On veillera ainsi particulièrement à utiliser une cellule d’étalonnage de taille suffisante pour minimiser les effets de bords et permettre la mobilisation complète des contraintes de cisaillement par les phénomènes de voûte qui s’y développent. Triandafilidis (1974) et Dunicliff (1988) préconisent d’utiliser une cellule de dimensions supérieures à 5 à 6 fois le diamètre du capteur.

Lors des essais réalisés en cellule œdométrique, des études ont également montré la nécessité d’enfoncer suffisamment le capteur dans la cellule. Une hauteur de recouvrement de l’ordre de 5 diamètre de capteur est proposée par Jardine et al (1986).

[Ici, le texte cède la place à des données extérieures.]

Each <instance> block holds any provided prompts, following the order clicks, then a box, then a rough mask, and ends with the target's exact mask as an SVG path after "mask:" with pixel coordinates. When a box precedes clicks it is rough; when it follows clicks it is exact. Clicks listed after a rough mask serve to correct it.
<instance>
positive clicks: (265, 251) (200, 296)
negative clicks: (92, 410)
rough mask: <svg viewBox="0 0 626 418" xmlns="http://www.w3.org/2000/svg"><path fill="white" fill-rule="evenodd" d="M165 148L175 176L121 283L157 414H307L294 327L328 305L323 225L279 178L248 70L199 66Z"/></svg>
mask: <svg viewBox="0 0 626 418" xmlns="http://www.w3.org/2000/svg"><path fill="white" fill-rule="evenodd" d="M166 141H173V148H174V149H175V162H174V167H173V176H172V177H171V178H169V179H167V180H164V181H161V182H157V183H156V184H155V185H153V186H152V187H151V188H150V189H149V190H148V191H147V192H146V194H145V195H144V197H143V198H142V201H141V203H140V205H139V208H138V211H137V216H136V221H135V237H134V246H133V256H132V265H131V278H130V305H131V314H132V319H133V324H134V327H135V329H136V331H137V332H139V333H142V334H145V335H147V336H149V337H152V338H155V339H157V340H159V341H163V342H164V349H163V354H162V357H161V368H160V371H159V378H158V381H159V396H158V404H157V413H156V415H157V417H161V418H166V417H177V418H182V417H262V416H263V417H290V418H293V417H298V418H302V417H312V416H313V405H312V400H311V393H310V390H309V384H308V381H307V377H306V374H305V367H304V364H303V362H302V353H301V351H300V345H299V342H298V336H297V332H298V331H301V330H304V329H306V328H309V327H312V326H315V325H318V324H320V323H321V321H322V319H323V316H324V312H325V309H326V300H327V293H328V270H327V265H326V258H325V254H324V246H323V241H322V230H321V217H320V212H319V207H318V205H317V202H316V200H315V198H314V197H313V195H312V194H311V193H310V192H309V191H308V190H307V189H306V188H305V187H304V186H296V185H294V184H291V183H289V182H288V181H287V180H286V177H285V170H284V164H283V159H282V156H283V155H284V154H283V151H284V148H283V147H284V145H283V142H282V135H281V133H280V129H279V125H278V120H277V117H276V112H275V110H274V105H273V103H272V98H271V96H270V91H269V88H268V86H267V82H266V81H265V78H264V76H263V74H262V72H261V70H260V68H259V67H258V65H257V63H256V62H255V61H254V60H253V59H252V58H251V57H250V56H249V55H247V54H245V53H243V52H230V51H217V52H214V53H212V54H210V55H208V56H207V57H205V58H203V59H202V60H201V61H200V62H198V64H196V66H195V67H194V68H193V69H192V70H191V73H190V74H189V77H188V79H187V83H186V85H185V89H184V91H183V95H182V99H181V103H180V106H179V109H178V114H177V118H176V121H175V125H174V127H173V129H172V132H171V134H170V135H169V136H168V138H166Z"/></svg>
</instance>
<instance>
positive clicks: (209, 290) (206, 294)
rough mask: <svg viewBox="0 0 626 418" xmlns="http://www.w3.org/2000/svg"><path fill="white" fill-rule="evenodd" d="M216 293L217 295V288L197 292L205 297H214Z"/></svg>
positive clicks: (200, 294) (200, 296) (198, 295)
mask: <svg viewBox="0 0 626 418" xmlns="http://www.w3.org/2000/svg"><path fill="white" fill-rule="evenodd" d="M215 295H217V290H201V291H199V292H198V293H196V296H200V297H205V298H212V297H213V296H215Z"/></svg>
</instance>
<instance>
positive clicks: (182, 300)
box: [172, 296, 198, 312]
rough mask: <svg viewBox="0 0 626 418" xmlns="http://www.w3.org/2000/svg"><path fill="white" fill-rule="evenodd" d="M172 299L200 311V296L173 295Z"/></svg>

Par ailleurs, le mode de mise en place du capteur dans le sol a également une influence forte sur le signal qu’il délivre. Les études réalisées par Hvorslev (1976) et Boulebnane et al (1996), ont ainsi mis en évidence qu’il est préférable de poser le capteur sur le sable puis de le recouvrir plutôt que de foncer le capteur dans le sol ou de le placer dans une cavité réalisée à son effet.

Notons enfin que l’opérateur mettant en place les capteurs a également une influence très importante sur les mesures effectuées. Des écarts de sensibilité allant jusqu’à 30% ont en effet été observés par Garnier et al (1999), lors de la réalisation d’étalonnages par des opérateurs peu expérimentés.